On any given day, a certain machine has either no malfunctions or
exactly one malfunction. The probability of malfunction on any given
day is 0.40. Machine malfunctions on different days are mutually
independent. Calculate the probability that the machine has its third
malfunction on the fifth day, given that the machine has not had three
malfunctions in the first three days.
Try:
Let $X$ be number of days until third malfunction (success).

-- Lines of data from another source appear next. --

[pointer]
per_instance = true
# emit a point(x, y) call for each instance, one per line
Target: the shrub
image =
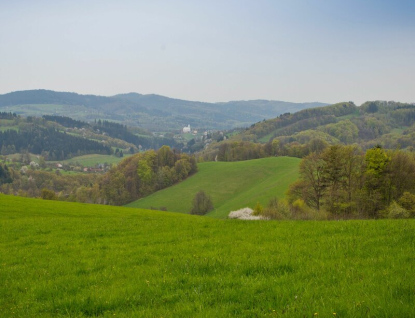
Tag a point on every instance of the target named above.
point(258, 210)
point(407, 201)
point(202, 204)
point(47, 194)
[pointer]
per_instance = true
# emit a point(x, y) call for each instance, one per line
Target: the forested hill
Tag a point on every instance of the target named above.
point(388, 124)
point(153, 112)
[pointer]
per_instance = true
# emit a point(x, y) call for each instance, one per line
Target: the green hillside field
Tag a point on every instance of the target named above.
point(232, 185)
point(61, 259)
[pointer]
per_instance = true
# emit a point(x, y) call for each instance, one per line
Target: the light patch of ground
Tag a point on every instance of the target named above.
point(245, 214)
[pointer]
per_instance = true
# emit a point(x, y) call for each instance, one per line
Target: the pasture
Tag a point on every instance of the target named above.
point(232, 185)
point(61, 259)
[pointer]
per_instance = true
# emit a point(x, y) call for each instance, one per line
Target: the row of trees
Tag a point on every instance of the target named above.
point(344, 180)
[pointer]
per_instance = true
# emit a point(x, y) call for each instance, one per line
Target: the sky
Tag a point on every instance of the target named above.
point(213, 51)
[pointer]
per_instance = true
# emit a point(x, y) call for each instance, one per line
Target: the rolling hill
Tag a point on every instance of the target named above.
point(232, 185)
point(153, 112)
point(63, 259)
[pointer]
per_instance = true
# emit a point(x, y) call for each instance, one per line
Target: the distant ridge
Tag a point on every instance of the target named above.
point(151, 111)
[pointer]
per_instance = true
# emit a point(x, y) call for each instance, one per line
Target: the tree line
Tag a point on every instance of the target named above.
point(345, 181)
point(134, 177)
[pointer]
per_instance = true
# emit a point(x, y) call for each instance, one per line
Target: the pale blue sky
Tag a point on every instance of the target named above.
point(327, 50)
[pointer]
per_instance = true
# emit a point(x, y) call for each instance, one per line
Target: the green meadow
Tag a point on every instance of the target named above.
point(61, 259)
point(231, 185)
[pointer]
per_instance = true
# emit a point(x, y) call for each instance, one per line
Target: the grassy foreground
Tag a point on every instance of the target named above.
point(232, 185)
point(76, 260)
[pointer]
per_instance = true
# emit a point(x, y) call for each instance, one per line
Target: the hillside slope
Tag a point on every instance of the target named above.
point(63, 259)
point(232, 185)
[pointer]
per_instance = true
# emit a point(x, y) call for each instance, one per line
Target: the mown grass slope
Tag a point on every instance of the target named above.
point(75, 260)
point(232, 185)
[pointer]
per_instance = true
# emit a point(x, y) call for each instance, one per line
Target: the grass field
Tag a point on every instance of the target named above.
point(76, 260)
point(232, 185)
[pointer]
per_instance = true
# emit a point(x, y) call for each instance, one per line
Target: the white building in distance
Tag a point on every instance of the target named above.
point(186, 129)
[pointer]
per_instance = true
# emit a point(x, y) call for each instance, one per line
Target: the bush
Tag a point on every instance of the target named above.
point(395, 211)
point(258, 209)
point(407, 201)
point(47, 194)
point(202, 204)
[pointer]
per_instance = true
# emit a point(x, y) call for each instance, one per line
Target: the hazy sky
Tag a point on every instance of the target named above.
point(291, 50)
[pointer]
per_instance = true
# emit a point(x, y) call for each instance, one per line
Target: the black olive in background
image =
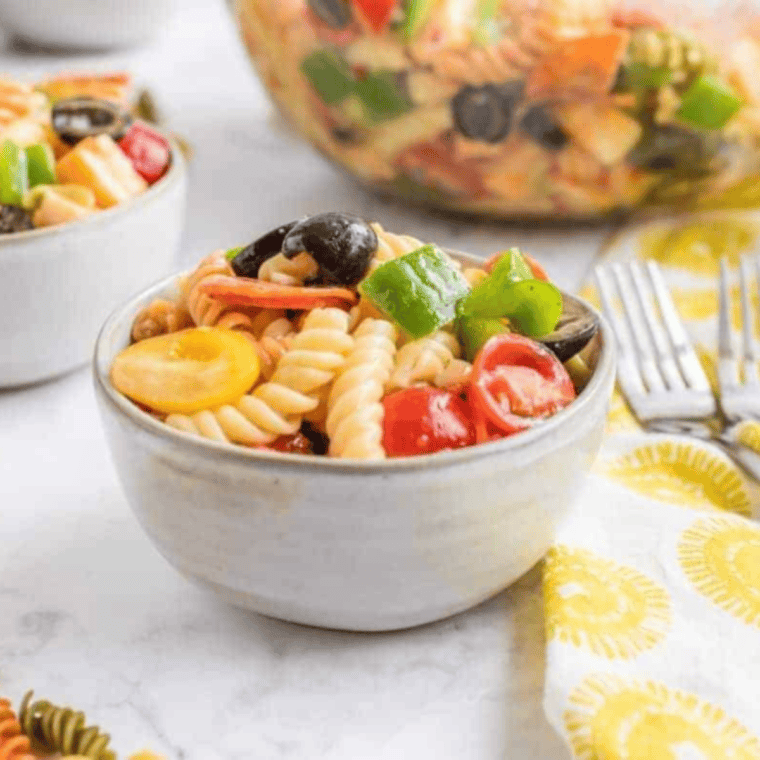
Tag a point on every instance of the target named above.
point(74, 119)
point(335, 13)
point(14, 219)
point(342, 245)
point(539, 124)
point(485, 113)
point(575, 328)
point(248, 261)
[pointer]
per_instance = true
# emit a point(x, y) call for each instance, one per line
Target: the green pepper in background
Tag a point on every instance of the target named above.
point(475, 332)
point(40, 162)
point(419, 291)
point(382, 96)
point(230, 253)
point(485, 32)
point(417, 12)
point(14, 178)
point(329, 75)
point(532, 306)
point(709, 103)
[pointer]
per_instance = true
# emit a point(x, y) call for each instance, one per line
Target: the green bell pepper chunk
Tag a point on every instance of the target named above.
point(329, 75)
point(532, 306)
point(419, 291)
point(475, 332)
point(14, 178)
point(230, 253)
point(40, 162)
point(382, 97)
point(709, 103)
point(417, 12)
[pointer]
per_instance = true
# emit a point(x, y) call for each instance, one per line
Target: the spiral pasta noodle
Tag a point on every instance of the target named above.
point(421, 361)
point(277, 407)
point(63, 730)
point(355, 411)
point(14, 744)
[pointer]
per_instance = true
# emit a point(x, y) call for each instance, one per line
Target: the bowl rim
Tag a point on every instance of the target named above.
point(604, 371)
point(176, 170)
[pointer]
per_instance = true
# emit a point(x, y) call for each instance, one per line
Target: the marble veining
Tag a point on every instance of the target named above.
point(91, 615)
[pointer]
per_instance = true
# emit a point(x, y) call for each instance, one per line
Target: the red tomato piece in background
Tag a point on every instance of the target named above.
point(148, 150)
point(422, 420)
point(377, 13)
point(516, 381)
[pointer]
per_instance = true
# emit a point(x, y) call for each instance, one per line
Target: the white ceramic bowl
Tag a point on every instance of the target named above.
point(346, 544)
point(86, 24)
point(59, 283)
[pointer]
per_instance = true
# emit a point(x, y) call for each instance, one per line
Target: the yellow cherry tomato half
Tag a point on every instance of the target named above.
point(187, 371)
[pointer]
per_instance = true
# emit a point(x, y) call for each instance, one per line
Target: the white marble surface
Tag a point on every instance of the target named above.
point(90, 614)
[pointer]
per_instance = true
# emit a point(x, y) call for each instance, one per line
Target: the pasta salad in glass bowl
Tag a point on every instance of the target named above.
point(549, 109)
point(346, 427)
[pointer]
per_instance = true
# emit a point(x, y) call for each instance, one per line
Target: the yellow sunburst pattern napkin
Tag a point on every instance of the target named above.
point(652, 589)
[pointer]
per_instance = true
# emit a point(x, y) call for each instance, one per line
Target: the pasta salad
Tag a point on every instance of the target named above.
point(332, 336)
point(70, 147)
point(542, 109)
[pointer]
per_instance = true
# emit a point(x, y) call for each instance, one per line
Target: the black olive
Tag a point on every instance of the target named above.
point(342, 245)
point(335, 13)
point(14, 219)
point(540, 125)
point(672, 148)
point(575, 328)
point(74, 119)
point(485, 113)
point(248, 261)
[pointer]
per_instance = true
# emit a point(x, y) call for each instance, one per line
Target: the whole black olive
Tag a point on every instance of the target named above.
point(335, 13)
point(248, 261)
point(14, 219)
point(485, 113)
point(74, 119)
point(342, 245)
point(575, 328)
point(539, 124)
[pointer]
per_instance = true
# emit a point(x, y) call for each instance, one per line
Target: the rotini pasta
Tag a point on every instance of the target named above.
point(14, 744)
point(276, 407)
point(421, 361)
point(354, 418)
point(62, 730)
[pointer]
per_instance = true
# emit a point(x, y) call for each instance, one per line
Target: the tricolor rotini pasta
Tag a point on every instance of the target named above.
point(336, 336)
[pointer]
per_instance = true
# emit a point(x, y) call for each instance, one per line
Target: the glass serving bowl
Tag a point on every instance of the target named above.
point(523, 109)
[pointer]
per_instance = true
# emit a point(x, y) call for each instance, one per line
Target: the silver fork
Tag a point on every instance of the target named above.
point(658, 370)
point(739, 358)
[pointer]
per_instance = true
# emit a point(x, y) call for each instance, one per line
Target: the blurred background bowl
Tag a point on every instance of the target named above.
point(86, 24)
point(59, 283)
point(344, 543)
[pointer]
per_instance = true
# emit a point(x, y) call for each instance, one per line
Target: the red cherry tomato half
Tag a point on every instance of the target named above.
point(516, 381)
point(422, 420)
point(377, 13)
point(148, 151)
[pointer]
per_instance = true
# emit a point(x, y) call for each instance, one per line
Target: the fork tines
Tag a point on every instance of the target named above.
point(658, 369)
point(738, 350)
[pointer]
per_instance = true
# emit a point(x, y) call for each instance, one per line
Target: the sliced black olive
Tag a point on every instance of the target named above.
point(485, 113)
point(248, 261)
point(335, 13)
point(342, 245)
point(672, 148)
point(14, 219)
point(575, 328)
point(74, 119)
point(540, 125)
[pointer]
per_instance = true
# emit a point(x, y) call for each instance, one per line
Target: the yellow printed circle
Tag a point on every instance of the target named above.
point(610, 718)
point(722, 559)
point(596, 604)
point(683, 474)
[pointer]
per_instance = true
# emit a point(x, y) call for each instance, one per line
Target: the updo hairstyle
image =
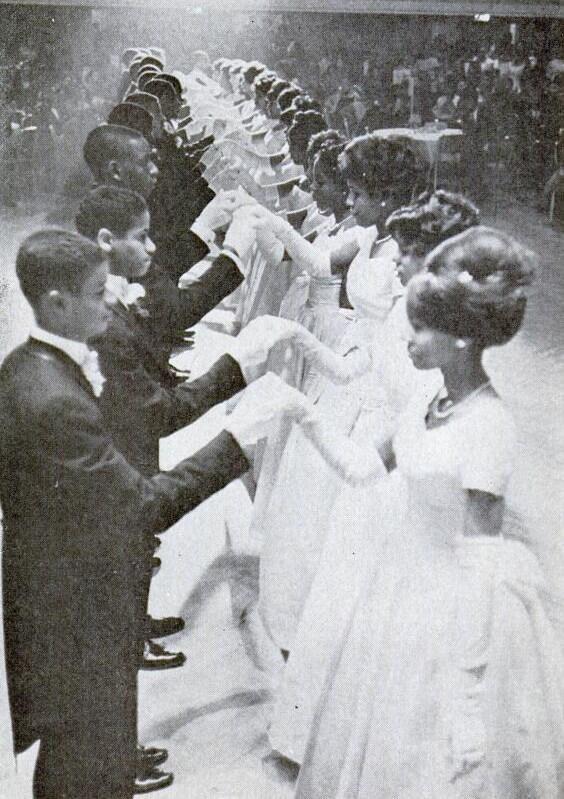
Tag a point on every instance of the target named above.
point(475, 287)
point(276, 89)
point(432, 218)
point(287, 96)
point(318, 140)
point(252, 71)
point(305, 125)
point(263, 83)
point(327, 161)
point(379, 165)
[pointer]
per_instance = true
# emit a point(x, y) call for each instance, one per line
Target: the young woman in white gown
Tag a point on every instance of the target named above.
point(314, 299)
point(346, 551)
point(291, 513)
point(449, 680)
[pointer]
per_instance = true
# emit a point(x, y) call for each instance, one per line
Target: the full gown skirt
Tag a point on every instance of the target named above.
point(449, 648)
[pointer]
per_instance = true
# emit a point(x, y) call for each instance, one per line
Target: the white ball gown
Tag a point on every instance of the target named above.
point(296, 489)
point(348, 549)
point(449, 658)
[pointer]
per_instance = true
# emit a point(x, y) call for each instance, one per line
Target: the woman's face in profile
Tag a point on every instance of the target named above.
point(365, 207)
point(326, 193)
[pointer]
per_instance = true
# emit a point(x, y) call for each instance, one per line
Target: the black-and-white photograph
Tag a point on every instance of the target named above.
point(281, 384)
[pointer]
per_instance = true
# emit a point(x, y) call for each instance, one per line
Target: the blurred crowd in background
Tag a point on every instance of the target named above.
point(501, 83)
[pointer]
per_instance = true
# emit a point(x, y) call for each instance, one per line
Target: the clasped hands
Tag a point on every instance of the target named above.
point(261, 404)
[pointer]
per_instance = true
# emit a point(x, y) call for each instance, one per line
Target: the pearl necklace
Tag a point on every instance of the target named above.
point(451, 406)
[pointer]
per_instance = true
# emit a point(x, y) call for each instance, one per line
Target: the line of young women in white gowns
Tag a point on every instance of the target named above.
point(420, 659)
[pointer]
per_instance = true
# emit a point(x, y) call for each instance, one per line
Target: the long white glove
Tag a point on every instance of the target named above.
point(308, 257)
point(240, 238)
point(356, 465)
point(252, 346)
point(271, 248)
point(260, 405)
point(218, 213)
point(338, 369)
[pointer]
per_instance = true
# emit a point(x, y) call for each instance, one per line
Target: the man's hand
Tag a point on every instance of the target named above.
point(260, 405)
point(252, 346)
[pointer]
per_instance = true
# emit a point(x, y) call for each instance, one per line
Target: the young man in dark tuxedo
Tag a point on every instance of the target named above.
point(142, 399)
point(121, 156)
point(77, 517)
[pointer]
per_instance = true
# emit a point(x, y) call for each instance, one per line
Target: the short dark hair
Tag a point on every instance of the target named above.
point(263, 83)
point(305, 125)
point(322, 139)
point(287, 96)
point(55, 259)
point(475, 286)
point(379, 165)
point(106, 143)
point(433, 218)
point(111, 207)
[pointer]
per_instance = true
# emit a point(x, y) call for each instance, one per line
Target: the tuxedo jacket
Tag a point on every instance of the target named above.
point(138, 401)
point(76, 517)
point(171, 311)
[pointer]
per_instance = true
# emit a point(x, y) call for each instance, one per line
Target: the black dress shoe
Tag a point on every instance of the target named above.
point(153, 780)
point(149, 757)
point(155, 656)
point(160, 628)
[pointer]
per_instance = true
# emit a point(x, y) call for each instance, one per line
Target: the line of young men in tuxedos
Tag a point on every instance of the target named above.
point(82, 406)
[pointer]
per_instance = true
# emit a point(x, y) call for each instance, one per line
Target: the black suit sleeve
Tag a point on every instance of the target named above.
point(107, 493)
point(136, 405)
point(173, 310)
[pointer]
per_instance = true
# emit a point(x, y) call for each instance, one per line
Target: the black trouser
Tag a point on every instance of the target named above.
point(93, 757)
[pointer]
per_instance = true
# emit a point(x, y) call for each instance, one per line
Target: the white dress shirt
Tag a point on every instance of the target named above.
point(77, 351)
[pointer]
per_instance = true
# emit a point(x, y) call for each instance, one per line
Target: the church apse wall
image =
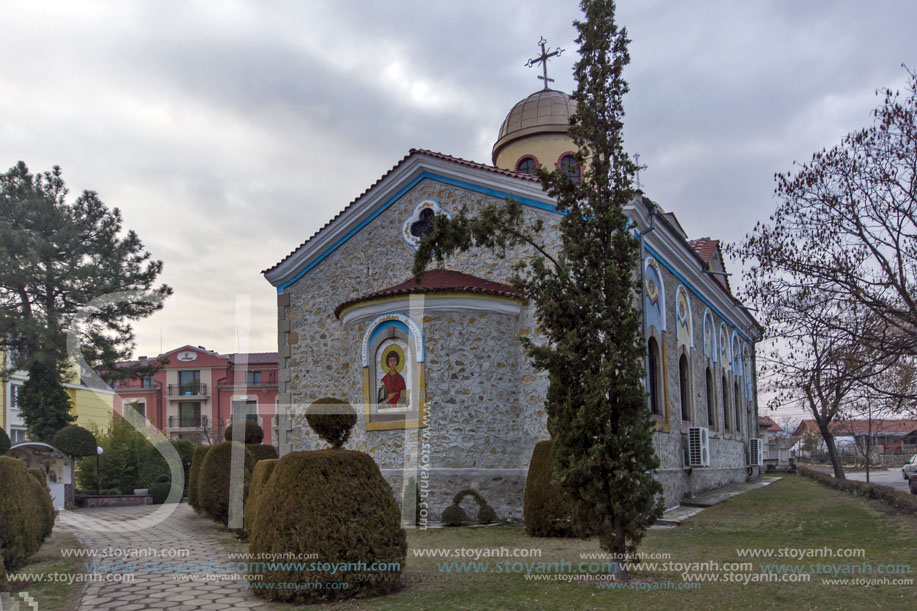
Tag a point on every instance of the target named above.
point(457, 354)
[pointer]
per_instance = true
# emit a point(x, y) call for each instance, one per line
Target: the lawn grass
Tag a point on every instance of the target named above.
point(48, 564)
point(792, 513)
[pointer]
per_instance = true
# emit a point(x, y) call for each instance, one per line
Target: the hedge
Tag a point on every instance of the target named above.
point(23, 521)
point(253, 433)
point(898, 499)
point(336, 504)
point(197, 460)
point(74, 440)
point(39, 489)
point(260, 476)
point(262, 451)
point(332, 420)
point(546, 508)
point(214, 481)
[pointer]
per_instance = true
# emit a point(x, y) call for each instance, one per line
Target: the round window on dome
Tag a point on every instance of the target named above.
point(569, 167)
point(527, 165)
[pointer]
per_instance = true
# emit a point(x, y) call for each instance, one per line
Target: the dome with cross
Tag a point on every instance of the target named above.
point(534, 133)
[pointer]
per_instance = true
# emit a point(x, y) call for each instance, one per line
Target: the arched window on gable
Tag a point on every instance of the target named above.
point(654, 376)
point(569, 167)
point(684, 388)
point(738, 405)
point(527, 164)
point(711, 408)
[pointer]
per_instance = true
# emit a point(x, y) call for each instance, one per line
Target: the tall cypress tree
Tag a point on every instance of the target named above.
point(584, 300)
point(44, 404)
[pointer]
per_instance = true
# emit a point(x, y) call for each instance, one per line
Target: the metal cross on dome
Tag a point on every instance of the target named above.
point(543, 60)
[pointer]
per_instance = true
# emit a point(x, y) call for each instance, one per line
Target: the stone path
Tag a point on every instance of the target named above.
point(169, 565)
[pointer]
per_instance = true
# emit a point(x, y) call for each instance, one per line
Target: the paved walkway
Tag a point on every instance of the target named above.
point(691, 507)
point(183, 541)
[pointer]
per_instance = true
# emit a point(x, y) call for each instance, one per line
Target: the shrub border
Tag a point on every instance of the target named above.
point(902, 501)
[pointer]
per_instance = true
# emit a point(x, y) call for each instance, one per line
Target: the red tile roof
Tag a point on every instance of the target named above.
point(411, 153)
point(861, 427)
point(441, 281)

We see $X$ is binomial with $r=3$ and $p=0.4$. therefore,
$$ P(X = 5 | X > 3) = \frac{P(X=5)}{P(X>3)} = \frac{ {4 \choose 2 } 0.4^2 \cdot 0.6^3 }{1 – P(X=2)-P(X=1) } = \frac{0.20736}{1-0-0} = \boxed{0.20736} $$
is this correct?
Best Answer
The beginning is correct, as per Bayes theorem we have
$$ \mathrm{P}(X = 5|X > 3) = \frac{\mathrm{P}(X = 5, X > 3)}{\mathrm{P}(X > 3)} = \frac{\mathrm{P}(X = 5)}{\mathrm{P}{(X > 3)}}, $$
since $X > 3$ always true when $X = 5$.
Now, if $X = 5$, then we have two malfunctions during first $4$ days, and the third on fifth day, so
$$ \mathrm{P}(X = 5) = \binom{4}{2}\cdot 0.4^2\cdot 0.6^2\cdot 0.4. $$
Also we note that $\mathrm{P}(X > 3) = 1 - \sum_{x = 0}^{3}\mathrm{P}(X = x)$, and the only non-zero element is $\mathrm{P}(X = 3) = 0.4^3$. Final calculations give that $\mathrm{P}(X = 5|X > 3) \approx 0.14769$.